Most manual telephone exchanges in cities were common-battery, meaning that the central office provided power for the telephone circuits, as is the case today.  A customer lifting their receiver would change their line status to "tip," thereby lighting a lamp on the operator's switchboard.  In smaller towns, early telephones were often magneto, or crank, phones, where the subscriber turned a crank to generate current to activate the "tip" condition, notifying the operator of the call with a hinged piece of metal dropping.  Batteries at the subscriber's home provided the current to allow conversation.  Magneto systems were in use in some small towns in the U.S. as late at the 1980s.

In large cities, such as New York City, with hundreds of central offices, it took many years to convert the whole city to dial service. To help automate service to manual offices during the transition to dial service, a special type of switchboard, which would display the number dialed by the customer, was used. For instance, if a customer in the MUrray Hill exchange picked up the phone and dialed a number in the CIty Island exchange, the customer would never need to know the destination number was in a manual exchange. Dialing that number would connect to the CIty Island exchange inward operator, who would see the number displayed on the switchboard, and plug into the line.

Automatic Telephone Exchanges

These came into existence in the early 1900s. They were designed to replace the need for telephone operators. Before the exchanges became automated, operators had to complete the connections required for a telephone call.  Almost everywhere, operators have been replaced by computerized exchanges.
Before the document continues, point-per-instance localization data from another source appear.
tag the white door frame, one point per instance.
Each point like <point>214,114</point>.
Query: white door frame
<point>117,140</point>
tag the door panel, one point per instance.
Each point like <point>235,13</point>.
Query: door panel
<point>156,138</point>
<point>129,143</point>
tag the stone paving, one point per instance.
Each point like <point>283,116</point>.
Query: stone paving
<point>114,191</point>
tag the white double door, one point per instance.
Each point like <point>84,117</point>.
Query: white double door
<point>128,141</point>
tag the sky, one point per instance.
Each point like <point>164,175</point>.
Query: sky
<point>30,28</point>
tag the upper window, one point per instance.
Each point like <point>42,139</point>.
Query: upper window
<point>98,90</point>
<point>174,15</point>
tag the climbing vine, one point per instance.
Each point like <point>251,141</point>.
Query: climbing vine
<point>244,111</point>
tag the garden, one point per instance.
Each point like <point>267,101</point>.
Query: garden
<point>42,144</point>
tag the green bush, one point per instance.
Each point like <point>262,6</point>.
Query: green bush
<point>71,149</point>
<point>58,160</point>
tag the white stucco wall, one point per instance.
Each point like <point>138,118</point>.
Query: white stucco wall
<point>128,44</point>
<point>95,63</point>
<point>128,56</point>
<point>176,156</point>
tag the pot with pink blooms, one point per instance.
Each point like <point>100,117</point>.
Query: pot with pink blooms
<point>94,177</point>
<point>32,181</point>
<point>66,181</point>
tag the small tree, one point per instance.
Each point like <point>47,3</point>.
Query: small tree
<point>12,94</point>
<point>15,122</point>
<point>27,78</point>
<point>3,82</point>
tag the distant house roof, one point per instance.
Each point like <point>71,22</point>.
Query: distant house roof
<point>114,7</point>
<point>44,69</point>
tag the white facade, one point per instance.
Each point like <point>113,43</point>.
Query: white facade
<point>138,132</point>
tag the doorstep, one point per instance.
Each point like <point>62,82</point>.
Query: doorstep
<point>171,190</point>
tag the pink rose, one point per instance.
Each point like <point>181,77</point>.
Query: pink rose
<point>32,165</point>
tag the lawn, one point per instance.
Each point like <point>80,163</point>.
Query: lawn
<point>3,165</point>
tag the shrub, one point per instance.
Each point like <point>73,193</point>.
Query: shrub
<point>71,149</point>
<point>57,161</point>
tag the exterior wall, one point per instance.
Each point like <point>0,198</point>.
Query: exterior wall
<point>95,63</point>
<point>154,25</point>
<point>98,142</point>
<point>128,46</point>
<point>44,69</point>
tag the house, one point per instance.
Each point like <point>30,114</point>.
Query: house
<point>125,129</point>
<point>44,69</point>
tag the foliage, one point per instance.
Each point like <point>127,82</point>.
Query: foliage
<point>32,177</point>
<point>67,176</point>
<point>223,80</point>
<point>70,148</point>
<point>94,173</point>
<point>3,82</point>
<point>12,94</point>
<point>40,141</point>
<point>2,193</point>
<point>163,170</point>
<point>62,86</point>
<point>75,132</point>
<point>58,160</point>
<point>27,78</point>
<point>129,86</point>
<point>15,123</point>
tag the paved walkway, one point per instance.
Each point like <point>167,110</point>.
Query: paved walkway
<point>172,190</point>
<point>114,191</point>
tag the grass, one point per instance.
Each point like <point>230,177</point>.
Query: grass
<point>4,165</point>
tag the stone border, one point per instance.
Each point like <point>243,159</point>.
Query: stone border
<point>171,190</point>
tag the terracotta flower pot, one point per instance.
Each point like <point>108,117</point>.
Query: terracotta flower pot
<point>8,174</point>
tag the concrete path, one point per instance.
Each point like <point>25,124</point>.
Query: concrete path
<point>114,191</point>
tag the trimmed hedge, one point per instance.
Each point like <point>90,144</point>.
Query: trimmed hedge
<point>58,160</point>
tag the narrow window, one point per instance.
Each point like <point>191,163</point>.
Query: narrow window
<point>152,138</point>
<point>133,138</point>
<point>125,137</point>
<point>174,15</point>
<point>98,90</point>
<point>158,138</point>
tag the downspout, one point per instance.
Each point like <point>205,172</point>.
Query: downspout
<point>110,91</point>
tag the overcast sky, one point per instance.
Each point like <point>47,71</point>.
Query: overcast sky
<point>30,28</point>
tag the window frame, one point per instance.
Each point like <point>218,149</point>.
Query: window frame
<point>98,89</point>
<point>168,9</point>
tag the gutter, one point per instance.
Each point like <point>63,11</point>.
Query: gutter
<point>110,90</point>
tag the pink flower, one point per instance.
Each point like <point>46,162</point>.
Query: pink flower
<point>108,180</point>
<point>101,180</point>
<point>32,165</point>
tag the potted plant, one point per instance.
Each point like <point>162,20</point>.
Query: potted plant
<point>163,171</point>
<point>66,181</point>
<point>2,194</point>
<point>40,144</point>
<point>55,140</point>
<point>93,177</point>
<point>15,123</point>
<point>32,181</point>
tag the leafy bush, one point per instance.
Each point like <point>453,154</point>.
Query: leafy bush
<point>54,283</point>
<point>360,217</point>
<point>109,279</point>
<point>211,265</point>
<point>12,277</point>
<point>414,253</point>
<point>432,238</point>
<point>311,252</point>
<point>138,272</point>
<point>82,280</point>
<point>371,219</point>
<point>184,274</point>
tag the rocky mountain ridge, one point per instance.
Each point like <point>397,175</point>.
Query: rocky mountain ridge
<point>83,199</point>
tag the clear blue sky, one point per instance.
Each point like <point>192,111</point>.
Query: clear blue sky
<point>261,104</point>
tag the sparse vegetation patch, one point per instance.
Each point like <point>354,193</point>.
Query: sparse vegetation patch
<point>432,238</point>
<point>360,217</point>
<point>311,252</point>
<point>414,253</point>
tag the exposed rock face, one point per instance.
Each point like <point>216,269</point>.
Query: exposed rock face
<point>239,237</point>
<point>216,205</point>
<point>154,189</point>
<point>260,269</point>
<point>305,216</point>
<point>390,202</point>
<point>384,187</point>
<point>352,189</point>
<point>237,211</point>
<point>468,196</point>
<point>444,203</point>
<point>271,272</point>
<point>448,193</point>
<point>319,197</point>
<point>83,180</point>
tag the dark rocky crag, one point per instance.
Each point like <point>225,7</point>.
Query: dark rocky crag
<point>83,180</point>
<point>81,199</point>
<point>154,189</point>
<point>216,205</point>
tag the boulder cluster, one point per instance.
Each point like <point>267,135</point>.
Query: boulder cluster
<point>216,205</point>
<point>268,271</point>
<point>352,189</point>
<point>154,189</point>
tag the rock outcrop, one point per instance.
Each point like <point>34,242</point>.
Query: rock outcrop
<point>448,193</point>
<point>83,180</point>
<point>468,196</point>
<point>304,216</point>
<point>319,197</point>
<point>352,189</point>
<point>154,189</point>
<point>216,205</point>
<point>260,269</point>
The local exchange automatically senses an off hook (tip) condition, provides dial tone to that phone, receives the pulses or touch tounes tones generated by the phone, and then completes a connection to the called phone within the same exchange or to another distant exchange.

The exchange then maintains the connection until a party hangs up, and the connection is disconnected. Additional features, such as billing equipment, may also be incorporated into the exchange.

Early exchanges used motors, shaft drives, rotating switches and relays. Some types of automatic exchanges were Step-By-Step, All Relay, X-Y, Panel and Crossbar.